2011 Open Atlas Project: Output Area Key Statistics

1. Download and consolidate 2011 Output Area Level Key Statistics

The first stage is to create a list of the tables that you want to download - these are constructed using the Nomis naming conventions for the download files - e.g. ks102ew_2011_oa for Key Statistics table 102 England and Wales at Output Area level.


# Create a list of tables
table_list <- c("KS101EW", "KS102EW", "KS103EW", "KS104EW", "KS105EW", "KS106EW", 
    "KS107EW", "KS201EW", "KS202EW", "KS204EW", "KS205EW", "KS206EW", "KS207WA", 
    "KS208WA", "KS209EW", "KS301EW", "KS401EW", "KS402EW", "KS403EW", "KS404EW", 
    "KS405EW", "KS501EW", "KS601EW", "KS602EW", "KS603EW", "KS604EW", "KS605EW", 
    "KS606EW", "KS607EW", "KS608EW", "KS609EW", "KS610EW", "KS611EW", "KS612EW", 
    "KS613EW")

table_list <- tolower(paste(table_list, "_2011_oa", sep = ""))

Download and unzip the files for each of the OA tables.

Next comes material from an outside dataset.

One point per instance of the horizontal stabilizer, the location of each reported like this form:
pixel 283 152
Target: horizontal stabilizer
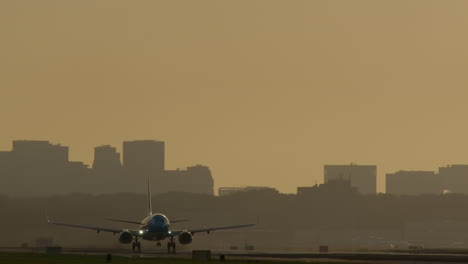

# Set a download folder for the census CSV files setwd('/Volumes/Macintosh
# HD 2/Dropbox/Projects/2011_Census/2011_Data')
setwd("/Volumes/Macintosh HD 2/Dropbox/Projects/2011_Census/2011_Data")

# Download Files
for (n in 1:length(table_list)) {
    file <- as.character(table_list[n])
    temp <- tempfile(fileext = ".zip")
    download.file(paste("http://www.nomisweb.co.uk/output/census/2011/", file, 
        ".zip", sep = ""), temp)
    unzip(temp, junkpaths = TRUE)
    unlink(temp)
    csv_file <- paste(toupper(sub("_2011_oa", "", file)), "DATA.CSV", sep = "")
    assign(file, read.csv(csv_file))
}

Next, compile a single object containing the table variable names and their corresponding descriptions.

Variable_Desc <- NULL
for (n in 1:length(table_list)) {
    file <- as.character(table_list[n])
    csv_file <- paste(toupper(sub("_2011_oa", "", file)), "DESC0.CSV", sep = "")
    temp <- read.csv(csv_file)
    Variable_Desc <- rbind(Variable_Desc, temp)
    remove(temp)
}

Finally, we will create a single file containing all of the 2011 key statistics using the tables that cover both England and Wales.

# Remove Welsh only tables from list
table_list <- table_list[regexpr("wa", table_list) < 0]

# Create lookup
Key_Statistics_2011 <- as.data.frame(ks101ew_2011_oa[, 1])
colnames(Key_Statistics_2011) <- "GeographyCode"

# Merge Loop
for (n in 1:length(table_list)) {
    Key_Statistics_2011 <- data.frame(Key_Statistics_2011, get(as.character(table_list[n]))[match(get(as.character(table_list[n]))[, 
        "GeographyCode"], get(as.character(table_list[n]))[, "GeographyCode"]), 
        ])
    Key_Statistics_2011$GeographyCode.1 <- NULL
}

# Export CSV
setwd("/Volumes/Macintosh HD 2/Dropbox/Projects/2011_Census")
write.csv(Key_Statistics_2011, "Census_2011OA_Key_Statistics.csv")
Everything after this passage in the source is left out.